Friday, September 24, 2010

money volatility -- beggar-thy-neighbor

People should really read Mr. Bernanke's book on the Depression, Essays on the Great Depression. It clearly lays out Mr. Bernanke's thinking, more accurately his misconceptions on the era, and just as importantly, his failed strategies on how to meet the similar, but by no means identical situation we find ourselves in today. I pointed out a year ago in Ben's Bet, Mr. Bernanke's view of the 1930s is monetarist's revisionism first propagated by Milton Friedman. This revisionism's great advantage for Mr. Friedman, in the best tradition of economics, was it could not be proved right or wrong until the next crisis. However in the interim, it would helpfully provide cover for powerful interests, profiting greatly from the doctrine's growth and eventual dominance.

In short, the monetarists' view was the Depression was caused predominantly by the Fed, particularly their failure to drop rates and loose money in response to the popped financial bubble of the 1920s. As this monetarist's view came to dominate the 1980s, one of the accompanying great revisions was the monetary volatility of the late 1920s and early 1930s, which pretty much all who experienced considered a scourge, instead was revised to be a blessing.

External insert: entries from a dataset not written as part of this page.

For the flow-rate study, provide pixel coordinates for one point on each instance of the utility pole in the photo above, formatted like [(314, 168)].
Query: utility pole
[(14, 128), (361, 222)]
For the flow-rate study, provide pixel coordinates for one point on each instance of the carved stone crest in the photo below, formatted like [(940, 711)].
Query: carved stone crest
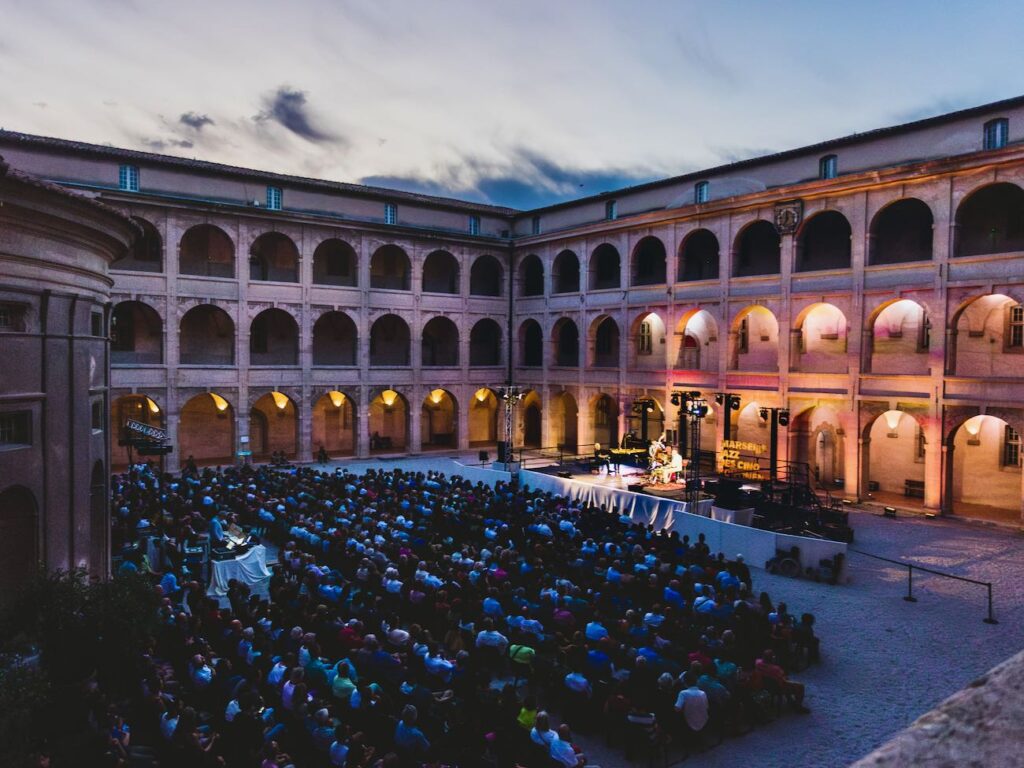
[(788, 215)]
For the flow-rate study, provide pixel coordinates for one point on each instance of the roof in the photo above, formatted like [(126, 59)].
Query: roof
[(834, 143), (84, 147)]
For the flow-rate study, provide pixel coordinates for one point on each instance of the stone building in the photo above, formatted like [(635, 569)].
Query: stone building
[(55, 249), (869, 287)]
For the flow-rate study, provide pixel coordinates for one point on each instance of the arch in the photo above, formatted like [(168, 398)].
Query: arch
[(649, 262), (565, 337), (530, 344), (901, 231), (440, 343), (564, 423), (483, 417), (823, 243), (984, 476), (390, 269), (335, 340), (18, 538), (646, 418), (754, 340), (532, 419), (988, 338), (698, 256), (604, 417), (136, 335), (565, 272), (990, 220), (146, 254), (440, 272), (819, 340), (206, 337), (336, 263), (647, 342), (899, 340), (485, 343), (139, 408), (273, 426), (486, 276), (334, 421), (389, 341), (206, 429), (439, 420), (273, 257), (388, 422), (697, 334), (758, 250), (273, 339), (605, 267), (604, 333), (206, 251), (531, 275)]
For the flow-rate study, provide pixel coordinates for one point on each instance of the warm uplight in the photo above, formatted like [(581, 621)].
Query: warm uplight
[(973, 425), (892, 419)]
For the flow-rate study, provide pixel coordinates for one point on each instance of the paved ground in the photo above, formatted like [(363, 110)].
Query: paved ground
[(885, 662)]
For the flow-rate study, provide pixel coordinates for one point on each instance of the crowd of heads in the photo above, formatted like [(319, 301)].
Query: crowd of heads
[(417, 619)]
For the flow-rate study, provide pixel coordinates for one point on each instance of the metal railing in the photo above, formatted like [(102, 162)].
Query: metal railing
[(910, 567)]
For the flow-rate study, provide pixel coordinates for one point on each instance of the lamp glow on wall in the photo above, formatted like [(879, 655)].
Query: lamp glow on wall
[(973, 428), (892, 421)]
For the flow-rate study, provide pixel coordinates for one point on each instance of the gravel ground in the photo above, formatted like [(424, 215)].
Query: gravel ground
[(884, 662)]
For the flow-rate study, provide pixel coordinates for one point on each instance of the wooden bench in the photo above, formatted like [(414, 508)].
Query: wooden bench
[(913, 488)]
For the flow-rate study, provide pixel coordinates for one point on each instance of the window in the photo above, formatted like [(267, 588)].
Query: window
[(701, 192), (15, 429), (128, 178), (97, 416), (996, 133), (1015, 327), (273, 198), (828, 167), (645, 343), (11, 318), (1011, 448)]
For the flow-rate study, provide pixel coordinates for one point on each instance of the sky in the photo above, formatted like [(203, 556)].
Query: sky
[(518, 103)]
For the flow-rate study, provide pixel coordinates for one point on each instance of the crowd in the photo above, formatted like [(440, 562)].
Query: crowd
[(416, 619)]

As Mr. Bernanke writes in his book,
Eichengreen and Sachs argued that depreciation, in this context, should not necessarily be thought of as a "beggar-thy-neighbor" policy; because deprecations reduce constraints on the growth of world money supplies, they may have conferred benefits abroad as well as home..
Thus, the competitive monetary deprecations of the 30s, also known as "beggar-thy-neighbor", were viewed triumphant by the monetarists, with Mr. Bernanke concluding, "A coordinated depreciation presumably would have been better than the uncoordinated sequence of deprecations that in fact took place." It's really no secret to understand the hoped ends of Mr. Bernanke's policies. So, its interesting to see a piece in today's WSJ bringing back the idea of "beggar-thy-neighbor" as scourge, while global currency markets become ever more volatile. The article states,
Beggar-thy-neighbor currency devaluations proved ruinous for the global economy in the 1930s. Is the world setting off down the same slippery slope again?
This is in direct contradiction to both our ruling monetarists' doctrine and more importantly Mr. Bernanke's actions. The queer fact is money, as either fiat currency or connected to some non-utilitarian metal such as gold or silver, has no real connection to the real physical economy. History is quite clear that when you begin to simply manipulate the value of money as the main mean to balance great imbalances in the physical economy, you end up compromising the value of the established monetary system, in turn creating further problems for the physical economy. We need fundamental reform of our monetary system, a rethinking of money's creation, control, and relation to the physical economy, not a continuous tinkering or radical revaluing of established currencies.

Half the world didn't meet at Bretton Woods in 1944 to devise a system of global currency stability because they thought the beggar-thy-neighbor currency volatility of the late 1920s and early 1930s was a good thing. However, if you read Mr. Bernanke's book, this is a lesson lost to him and our ruling monetarist priesthood. So, we will learn it again.